Unfortunately, Roth IRA's come with income restrictions that limit modified adjusted gross income to $129,000 for single tax filers and $191,000 for married couples. Additionally, investors should know that the amount of money that can be contributed to a Roth IRA begins to phase out for single filers earning more than $114,000 and married couples earning more than $181,000.
Regardless, if your income is above the maximum allowed, you'll be unable to contribute to a Roth IRA. However, investors need not despair. Traditional IRAs do not have income limitations, so as long as you have reportable income and are less than 70.5 years old, you can still contribute to one.
2. Mortality risk
Roth IRA's tax investor's money upfront when it's contributed, but they don't tax withdrawals. That's the opposite of traditional IRAs, which give investors a tax break at the time of their contribution, but do tax withdrawals.
The idea of tax-free withdrawals in your golden years is compelling, but many investors may pass away prior to capturing a Roth IRA's full tax benefit. According to the CDC, roughly 22% of people will pass away prior to age 70 and 11% will pass away prior to age 60.
But investors who don't expect to live long enough to draw down their Roth IRA balance may still decide that Roth IRAs are the best option for transferring wealth to heirs.
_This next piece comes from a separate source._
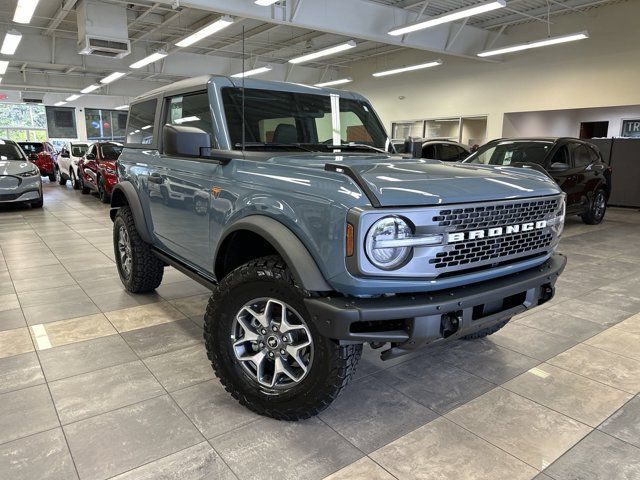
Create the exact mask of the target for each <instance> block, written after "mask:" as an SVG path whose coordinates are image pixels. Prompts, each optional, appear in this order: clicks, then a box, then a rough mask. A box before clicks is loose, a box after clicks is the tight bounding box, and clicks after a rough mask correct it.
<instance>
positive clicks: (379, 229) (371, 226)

That's because investors aren't required to take withdrawals from Roth IRA's during their lifetimes, and beneficiaries of Roth IRAs don't owe taxes on withdrawals either. However, heirs may owe estate taxes, so consulting with a tax advisor is important. Regardless, investors considering Roth IRAs should view their life expectancy realistically before deciding whether or not it makes sense to capture an IRA's tax benefit sooner or later.
3. Time value of money
The upfront taxation of Roth IRA contributions may also work against investors over the long haul if it means that tax payments reduce the amount of money that taxpayers could otherwise invest.
For example, a person in the 25% tax bracket that contributes $5,000 per year to a Roth IRA would have to pay $1,250 in taxes on those contributions upfront. If that $1,250 annual tax payment was put to work in an investment with a hypothetical 6.5% annual return for 20 years instead, it could mean an additional $53,933.09 in account value.
However, investors should remember that traditional IRA contributions offer a tax deduction, not a tax credit, so it won't be a one-to-one dollar comparison between the potential tax savings offered by a traditional IRA and the tax payments required by a Roth IRA. Investors should also know that the tax deductibility for investing in a traditional IRA phases out as income increases, so high income earners won't qualify for the deduction.
Regardless, if an investor's income is below those levels, then a traditional IRA contribution could also have the benefit of pushing a taxpayer into a lower tax bracket, or below levels that would allow a taxpayer to qualify for additional tax deductions or tax credits, such as the child tax credit, which could free up even more money to invest for the long run.
Lots to consider
Deciding between a traditional IRA and a Roth IRA is difficult and it's likely that what works best for one investor may not work best for another. In addition to considering these Roth IRA drawbacks, investors also need to consider whether or not they're likely to be in a higher or lower income tax bracket during retirement. If a higher income tax bracket is expected, then a Roth IRA's tax free withdrawals and potential benefits to heirs may be more valuable. However, if a lower income tax bracket is likely in retirement, then a traditional IRA may be best.